Forensic pathologists determined that most of the samples taken from the crime scene by HPD Detective Elizabeth Jackson contained Andraia Boles’ blood. The swabs were taken from the bathroom, where Boles had confined and punished the girl the night she died. She was disciplined for stuffing toilet paper down the toilet, reportedly causing it to back up and flood a large portion of the house.
While under interrogation, Boles first claimed he never touched the toddler and only made her stand in the corner of the living room while he labored over the wet carpet and floor. But as the hour passed, his story continued to change and Snider pressed on.
Boles said he didn’t beat his daughter. He said he saw the injury he previously had caused and wanted to use a different form of punishment. He said he placed her in the bathtub and allowed her to continuously slip and hit her head as he soaked up the water and wrung towels out in the tub around her.
Two-and-a-half hours into the interview, Boles said he might have taken the punishment too far, but he still claimed he put the child in the bedroom she shared with her older sister so she could go to sleep.
The state later proved that wasn’t the case. According to evidence presented, Andraia, in soaked clothes, spent the night in the wet tub and died as her mother and father slept in their bed just a few feet away.
Boles’ attorney, John Ely, contended from the beginning that it was the child’s mother, Candice Boles, not Torres, who was responsible for the toddler’s death.
Ely presented testimony by Medical Examiner Dr. Adel Shaker regarding the time of the child’s death, in which he claimed Andraia died just a few hours before 911 was called and not the night before, as Donohue’s testimony indicated. He said his client couldn’t have caused the girl’s death, since he was doing PT at Fort Stewart at the time she died, and it was Candice Boles who was the last person to see her alive. He also said it was Candice who delayed calling 911. Instead, she called her husband first to report their daughter was unresponsive. Ely said Candice then ate an apple and played video games while she waited for her husband.
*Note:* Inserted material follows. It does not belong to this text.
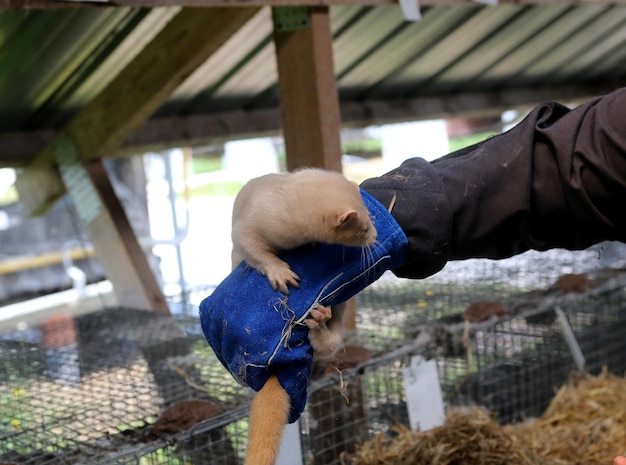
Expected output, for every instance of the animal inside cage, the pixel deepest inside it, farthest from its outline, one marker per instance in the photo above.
(113, 386)
(131, 386)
Poole presented Medical Examiner Dr. James Downs, who said the techniques described by Shaker are not the standard used in the United States. He added that, based on the circumstances of the incident and the extensive evidence of child abuse, the test Shaker recommended would constitute medical malpractice.
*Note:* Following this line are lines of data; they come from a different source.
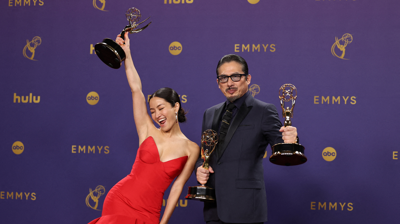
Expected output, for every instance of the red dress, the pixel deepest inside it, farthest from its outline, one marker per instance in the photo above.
(138, 197)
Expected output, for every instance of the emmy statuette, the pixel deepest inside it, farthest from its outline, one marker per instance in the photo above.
(287, 154)
(110, 52)
(209, 139)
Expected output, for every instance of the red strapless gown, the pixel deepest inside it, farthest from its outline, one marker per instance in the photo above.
(138, 197)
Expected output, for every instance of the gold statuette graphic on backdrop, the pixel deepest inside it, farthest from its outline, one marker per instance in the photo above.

In the end, it was Boles’ own words that the jury requested to hear just prior to rendering a verdict. They asked the court to replay a portion of audio that was taped just before Candice Boles and Torres were taken to Liberty County Jail. The couple were allow to see each other one last time before being escorted to jail.
“I’m sorry … I didn’t mean for none of this to happen,” Torres Boles said to his wife, before admitting that he had left their injured daughter in the bathtub.
Candice Boles will be tried later. She is charged with being party to murder and one count of cruelty to children.
Boles’ sentencing will take place in two weeks, according to Liberty County Superior Court Judge Paul Rose.